The U.S. Small Business Administration (SBA) is offering low-interest federal loans for working capital to small businesses economically impacted by the Cahalan Square Shopping Center Fire that occurred June 14-15 in San Jose.
SBA acted under its own authority to declare a disaster following a request received on Aug. 26 from Gov. Edmund Brown, Jr.’s designated representative, Mark S. Ghilarducci, director of the Governor’s Office of Emergency Services.
The disaster declaration makes SBA assistance available in Alameda, Merced, San Benito, San Joaquin, San Mateo, Santa Clara, Santa Cruz and Stanislaus counties in California.
Eligibility is based on the financial impact of the disaster only and not on any actual property damage. These loans have an interest rate of 4 percent for small businesses and 2.625 percent for private nonprofit organizations with terms up to 30 years, and are restricted to small businesses without the financial ability to offset the adverse impact without hardship. Applicants may apply online using SBA’s secure website at https://disasterloan.sba.gov/ela.
The filing deadline to return economic injury applications is May 31, 2017.

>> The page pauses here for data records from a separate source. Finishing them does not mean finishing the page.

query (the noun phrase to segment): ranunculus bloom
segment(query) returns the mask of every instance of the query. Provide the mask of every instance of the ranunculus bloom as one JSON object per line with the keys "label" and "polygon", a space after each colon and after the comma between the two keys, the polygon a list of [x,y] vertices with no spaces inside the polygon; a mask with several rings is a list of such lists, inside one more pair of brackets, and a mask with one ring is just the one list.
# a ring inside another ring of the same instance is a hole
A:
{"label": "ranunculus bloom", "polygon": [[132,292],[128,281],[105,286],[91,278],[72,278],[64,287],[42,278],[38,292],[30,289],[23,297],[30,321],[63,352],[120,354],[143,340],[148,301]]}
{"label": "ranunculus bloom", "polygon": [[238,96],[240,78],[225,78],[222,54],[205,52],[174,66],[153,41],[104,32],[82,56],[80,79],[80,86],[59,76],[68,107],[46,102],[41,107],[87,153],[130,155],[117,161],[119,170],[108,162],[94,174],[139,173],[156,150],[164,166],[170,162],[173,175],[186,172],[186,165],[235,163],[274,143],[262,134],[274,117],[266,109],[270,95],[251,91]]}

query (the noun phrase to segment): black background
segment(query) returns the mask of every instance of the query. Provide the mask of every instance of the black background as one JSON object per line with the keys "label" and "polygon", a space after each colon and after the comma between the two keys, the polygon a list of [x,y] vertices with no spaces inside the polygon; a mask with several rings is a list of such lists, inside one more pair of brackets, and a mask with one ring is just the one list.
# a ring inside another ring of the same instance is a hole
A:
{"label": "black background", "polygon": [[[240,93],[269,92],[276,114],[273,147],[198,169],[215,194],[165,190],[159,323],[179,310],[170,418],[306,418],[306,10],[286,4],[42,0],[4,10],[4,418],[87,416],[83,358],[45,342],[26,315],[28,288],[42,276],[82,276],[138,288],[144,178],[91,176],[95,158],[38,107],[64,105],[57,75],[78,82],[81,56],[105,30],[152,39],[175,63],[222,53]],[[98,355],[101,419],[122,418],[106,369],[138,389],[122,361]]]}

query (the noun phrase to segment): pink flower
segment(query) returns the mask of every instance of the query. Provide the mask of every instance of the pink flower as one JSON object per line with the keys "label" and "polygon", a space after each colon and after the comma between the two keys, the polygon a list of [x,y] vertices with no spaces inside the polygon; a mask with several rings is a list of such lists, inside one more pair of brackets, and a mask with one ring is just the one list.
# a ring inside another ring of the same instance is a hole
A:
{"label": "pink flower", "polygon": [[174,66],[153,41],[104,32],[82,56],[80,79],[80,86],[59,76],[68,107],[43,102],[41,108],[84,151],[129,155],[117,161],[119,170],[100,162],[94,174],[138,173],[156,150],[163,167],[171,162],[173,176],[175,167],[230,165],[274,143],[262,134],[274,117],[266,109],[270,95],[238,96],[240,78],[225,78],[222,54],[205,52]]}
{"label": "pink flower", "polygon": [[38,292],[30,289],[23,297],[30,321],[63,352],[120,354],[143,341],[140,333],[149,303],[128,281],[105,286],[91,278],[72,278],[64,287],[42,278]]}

“SBA is strongly committed to providing the most effective and customer-focused response possible to assist California’s small businesses with federal disaster loans. We will be swift in our efforts to help these small businesses recover from the financial impacts of this disaster,” SBA Administrator Maria Contreras-Sweet said.
“Small nonfarm businesses, small agricultural cooperatives, small businesses engaged in aquaculture and most private nonprofit organizations of any size may qualify for Economic Injury Disaster Loans of up to $2 million to help meet financial obligations and operating expenses which could have been met had the disaster not occurred,” said SBA’s San Francisco District Director Mark Quinn. “These loans may be used to pay fixed debts, payroll, accounts payable and other bills that can’t be paid because of the disaster’s impact. Disaster loans can provide vital economic assistance to small businesses to help overcome the temporary loss of revenue they are experiencing.”